= Western Australian Speleological Group =

Speleological group based in Western Australia

The Western Australian Speleological Group (WASG) is a speleological group based in Nedlands, Western Australia. It was created in 1958 to promote speleology, scientific investigation, and the fostering and preservation of caves in Western Australia. As Western Australia's largest caving group, WASG continually arranges caving expeditions to undertake cave surveys, implement rehabilitation measures, and work to enable better access to caves. Earlier speleology in Western Australia had been done by the Western Australian Museum. Some published material identifies their parent organisation, the Australian Speleological Federation, rather than WASG, in their appraisals.

== Formation ==
In the early 1950's, several members of the Western Australian Naturalists Club, formed a group called the Western Australian Caving Group.

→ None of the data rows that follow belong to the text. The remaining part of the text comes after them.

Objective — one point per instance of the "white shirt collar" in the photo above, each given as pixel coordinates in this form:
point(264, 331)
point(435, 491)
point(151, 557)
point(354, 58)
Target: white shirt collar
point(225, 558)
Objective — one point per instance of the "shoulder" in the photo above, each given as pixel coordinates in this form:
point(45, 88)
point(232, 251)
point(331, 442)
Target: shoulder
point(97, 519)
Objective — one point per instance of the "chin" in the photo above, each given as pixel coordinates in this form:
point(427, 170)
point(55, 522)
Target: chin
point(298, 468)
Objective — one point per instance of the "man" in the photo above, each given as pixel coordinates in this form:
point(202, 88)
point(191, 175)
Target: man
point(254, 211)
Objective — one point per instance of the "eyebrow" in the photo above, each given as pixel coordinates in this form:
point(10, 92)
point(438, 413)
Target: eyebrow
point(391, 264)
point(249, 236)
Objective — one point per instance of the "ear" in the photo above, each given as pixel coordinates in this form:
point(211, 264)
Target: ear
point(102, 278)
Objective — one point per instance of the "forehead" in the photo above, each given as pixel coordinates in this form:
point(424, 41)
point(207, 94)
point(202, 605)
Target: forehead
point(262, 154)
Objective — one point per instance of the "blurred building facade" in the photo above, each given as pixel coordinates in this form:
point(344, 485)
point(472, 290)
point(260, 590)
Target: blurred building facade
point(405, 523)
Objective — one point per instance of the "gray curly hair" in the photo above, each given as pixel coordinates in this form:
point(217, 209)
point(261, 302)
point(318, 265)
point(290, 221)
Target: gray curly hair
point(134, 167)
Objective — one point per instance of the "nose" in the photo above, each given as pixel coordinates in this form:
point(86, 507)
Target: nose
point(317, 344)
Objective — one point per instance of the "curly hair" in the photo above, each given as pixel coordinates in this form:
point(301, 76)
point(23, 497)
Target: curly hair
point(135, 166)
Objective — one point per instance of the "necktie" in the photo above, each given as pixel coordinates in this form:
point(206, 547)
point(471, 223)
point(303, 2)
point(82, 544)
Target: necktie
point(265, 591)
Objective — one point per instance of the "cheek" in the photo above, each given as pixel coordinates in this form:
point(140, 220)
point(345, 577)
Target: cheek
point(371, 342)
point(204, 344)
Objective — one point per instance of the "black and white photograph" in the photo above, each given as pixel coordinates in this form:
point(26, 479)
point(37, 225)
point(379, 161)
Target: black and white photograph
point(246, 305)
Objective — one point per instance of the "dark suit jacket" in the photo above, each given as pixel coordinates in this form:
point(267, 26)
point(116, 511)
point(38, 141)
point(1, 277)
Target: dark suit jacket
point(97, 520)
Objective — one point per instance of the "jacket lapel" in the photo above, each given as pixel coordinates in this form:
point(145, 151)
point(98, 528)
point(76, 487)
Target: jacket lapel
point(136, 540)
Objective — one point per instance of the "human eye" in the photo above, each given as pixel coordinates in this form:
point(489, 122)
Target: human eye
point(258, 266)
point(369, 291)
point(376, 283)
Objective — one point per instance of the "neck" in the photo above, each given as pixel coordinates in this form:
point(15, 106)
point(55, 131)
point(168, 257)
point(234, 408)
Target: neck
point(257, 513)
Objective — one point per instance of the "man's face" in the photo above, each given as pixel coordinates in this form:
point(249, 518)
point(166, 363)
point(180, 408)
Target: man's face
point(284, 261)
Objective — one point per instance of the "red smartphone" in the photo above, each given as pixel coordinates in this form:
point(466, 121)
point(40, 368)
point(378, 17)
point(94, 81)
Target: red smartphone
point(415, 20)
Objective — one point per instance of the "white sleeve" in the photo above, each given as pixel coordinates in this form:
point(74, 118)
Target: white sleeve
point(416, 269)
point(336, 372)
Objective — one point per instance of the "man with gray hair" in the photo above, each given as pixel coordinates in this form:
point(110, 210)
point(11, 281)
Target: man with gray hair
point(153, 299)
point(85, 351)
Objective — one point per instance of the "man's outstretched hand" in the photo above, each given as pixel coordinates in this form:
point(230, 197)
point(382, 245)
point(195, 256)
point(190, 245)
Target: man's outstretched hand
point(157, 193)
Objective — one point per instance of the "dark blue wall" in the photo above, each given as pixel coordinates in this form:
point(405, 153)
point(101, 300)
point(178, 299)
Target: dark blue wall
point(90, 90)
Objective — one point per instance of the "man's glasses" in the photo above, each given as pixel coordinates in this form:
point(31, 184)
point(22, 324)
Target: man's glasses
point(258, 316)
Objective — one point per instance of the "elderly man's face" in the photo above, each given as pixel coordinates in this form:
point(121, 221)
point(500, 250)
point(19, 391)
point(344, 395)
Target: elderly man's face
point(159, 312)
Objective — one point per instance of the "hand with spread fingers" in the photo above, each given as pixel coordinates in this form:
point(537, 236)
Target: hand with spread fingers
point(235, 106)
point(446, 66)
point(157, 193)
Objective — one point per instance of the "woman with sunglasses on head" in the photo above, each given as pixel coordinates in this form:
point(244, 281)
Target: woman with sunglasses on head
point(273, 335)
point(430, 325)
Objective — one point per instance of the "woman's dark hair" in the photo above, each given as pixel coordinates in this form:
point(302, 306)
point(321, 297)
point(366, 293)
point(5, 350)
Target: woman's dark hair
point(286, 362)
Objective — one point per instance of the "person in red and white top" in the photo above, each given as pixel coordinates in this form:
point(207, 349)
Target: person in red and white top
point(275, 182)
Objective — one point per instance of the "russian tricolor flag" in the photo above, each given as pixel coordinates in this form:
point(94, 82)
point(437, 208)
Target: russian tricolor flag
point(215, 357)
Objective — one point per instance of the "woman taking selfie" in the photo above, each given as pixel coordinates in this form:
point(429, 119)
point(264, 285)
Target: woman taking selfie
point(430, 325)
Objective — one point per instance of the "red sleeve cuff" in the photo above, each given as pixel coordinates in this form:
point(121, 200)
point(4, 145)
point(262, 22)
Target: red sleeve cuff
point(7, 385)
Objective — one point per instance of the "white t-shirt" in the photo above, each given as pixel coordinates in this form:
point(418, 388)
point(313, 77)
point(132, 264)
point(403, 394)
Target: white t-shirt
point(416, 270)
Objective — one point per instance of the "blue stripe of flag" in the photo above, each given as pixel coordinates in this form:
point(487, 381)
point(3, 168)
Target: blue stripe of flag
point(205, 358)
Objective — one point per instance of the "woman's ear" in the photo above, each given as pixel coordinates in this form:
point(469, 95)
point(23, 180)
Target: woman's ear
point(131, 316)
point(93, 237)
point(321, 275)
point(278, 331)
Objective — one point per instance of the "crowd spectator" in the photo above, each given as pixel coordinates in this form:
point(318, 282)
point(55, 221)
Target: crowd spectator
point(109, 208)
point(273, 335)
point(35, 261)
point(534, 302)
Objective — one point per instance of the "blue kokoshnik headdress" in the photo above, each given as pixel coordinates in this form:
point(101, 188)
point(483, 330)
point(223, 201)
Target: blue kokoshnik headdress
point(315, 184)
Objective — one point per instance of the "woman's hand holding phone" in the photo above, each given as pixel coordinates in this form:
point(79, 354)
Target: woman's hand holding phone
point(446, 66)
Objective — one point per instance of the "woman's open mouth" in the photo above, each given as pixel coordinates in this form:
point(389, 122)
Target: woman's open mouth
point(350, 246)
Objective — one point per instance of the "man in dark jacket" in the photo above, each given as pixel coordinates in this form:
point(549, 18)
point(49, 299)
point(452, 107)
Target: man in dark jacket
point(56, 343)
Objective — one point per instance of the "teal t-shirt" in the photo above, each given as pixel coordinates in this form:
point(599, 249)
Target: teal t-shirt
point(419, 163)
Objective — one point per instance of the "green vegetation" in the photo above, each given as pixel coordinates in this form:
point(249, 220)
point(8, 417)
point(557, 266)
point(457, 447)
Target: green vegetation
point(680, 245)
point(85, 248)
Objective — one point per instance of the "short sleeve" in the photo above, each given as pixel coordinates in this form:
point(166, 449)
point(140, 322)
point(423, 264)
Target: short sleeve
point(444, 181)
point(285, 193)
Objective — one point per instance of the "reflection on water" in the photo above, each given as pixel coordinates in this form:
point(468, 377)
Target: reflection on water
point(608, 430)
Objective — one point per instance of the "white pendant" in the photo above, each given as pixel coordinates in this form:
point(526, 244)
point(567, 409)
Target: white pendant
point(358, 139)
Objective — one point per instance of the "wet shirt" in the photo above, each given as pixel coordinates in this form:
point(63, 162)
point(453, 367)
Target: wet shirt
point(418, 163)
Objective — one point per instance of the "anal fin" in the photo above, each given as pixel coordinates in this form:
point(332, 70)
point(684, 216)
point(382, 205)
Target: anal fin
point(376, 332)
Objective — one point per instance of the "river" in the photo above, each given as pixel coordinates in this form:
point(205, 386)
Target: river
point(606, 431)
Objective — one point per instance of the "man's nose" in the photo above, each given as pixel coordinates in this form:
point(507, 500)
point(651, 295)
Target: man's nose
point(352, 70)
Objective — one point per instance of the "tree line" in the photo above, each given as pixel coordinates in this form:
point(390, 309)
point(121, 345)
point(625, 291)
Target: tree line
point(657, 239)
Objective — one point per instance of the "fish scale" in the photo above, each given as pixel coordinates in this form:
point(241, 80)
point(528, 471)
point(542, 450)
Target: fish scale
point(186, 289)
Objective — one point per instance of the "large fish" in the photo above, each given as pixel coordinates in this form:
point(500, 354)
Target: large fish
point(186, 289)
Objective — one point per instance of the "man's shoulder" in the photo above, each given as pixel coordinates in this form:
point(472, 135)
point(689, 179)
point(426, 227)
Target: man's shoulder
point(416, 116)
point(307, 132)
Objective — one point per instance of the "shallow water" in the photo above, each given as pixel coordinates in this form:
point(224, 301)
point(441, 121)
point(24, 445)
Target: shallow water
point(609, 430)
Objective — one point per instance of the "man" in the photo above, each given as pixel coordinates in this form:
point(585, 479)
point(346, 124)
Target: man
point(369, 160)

The group was primarily formed to explore caves within Yanchep with emphasis on caving as a sport, although certain members were interested in speleology. The group later dissolved.

In early 1958, a few of the original members helped form a new group - the Western Australian Speleological Group, as part of the Naturalists Club, later affiliating with the Australian Speleological Federation in December.

== Publications ==
The organisation has a newsletter, the W.A.S.G. Informer, and a journal, The Western Caver. The journal, originally titled with reference to the Naturalists Club, was published every two months until 1974 then every quarter until 1985, and has since been released annually.